Think Finance was an American company that provided technology, analytics, and marketing services to financial businesses in the consumer lending industry. It operated from 2011 until it went bankrupt in 2019.

== History ==

=== Foundation ===
Think Finance was founded in 2001 in Fort Worth, Texas. The company was last headed by Martin J. Wong, who served as the company’s Chief Executive Officer since May 2014.

=== Growth 2014-2016 ===
In 2014, Think Finance restructured its business by spinning off its consumer lending products portfolio into a new independent company, called Elevate. Following the restructuring, Think Finance’s business model changed to being a provider of analytics and technology services to third-party online lenders.

=== Bankruptcy ===
In late 2019, Think Finance emerged from Chapter 11 bankruptcy proceedings and reorganized its company structure. The Think Finance name and company were dissolved. While its subsidiaries continue to operate, they are no longer under the umbrella of Think Finance.
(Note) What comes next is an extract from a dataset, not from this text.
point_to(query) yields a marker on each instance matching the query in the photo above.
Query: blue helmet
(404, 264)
== Products and services ==
Think Finance’s main product was Cortex, a suite of technology and services which helps lenders market, originate, service and manage online loans.

== Recognition ==
In 2013, Think Finance was ranked #2 on the Forbes List of America’s Most Promising Companies. In its ranking, Forbes cited Think Finance’s innovation in "applying new technology to stagnant business models" resulting in growth that outperformed traditional banks.

From 2010-2015, Think was an Honoree on the Inc. 5000 List of the Fastest Growing Companies. Inc. Magazine noted the company’s 3 year growth rate of 216%, as well as surpassing $687 million in revenue in 2013. Inc. describes Think Finance as a company that “develops next-generation products for under-served consumers using a technology and analytics platform to bridge the gap between payday loans and credit cards.”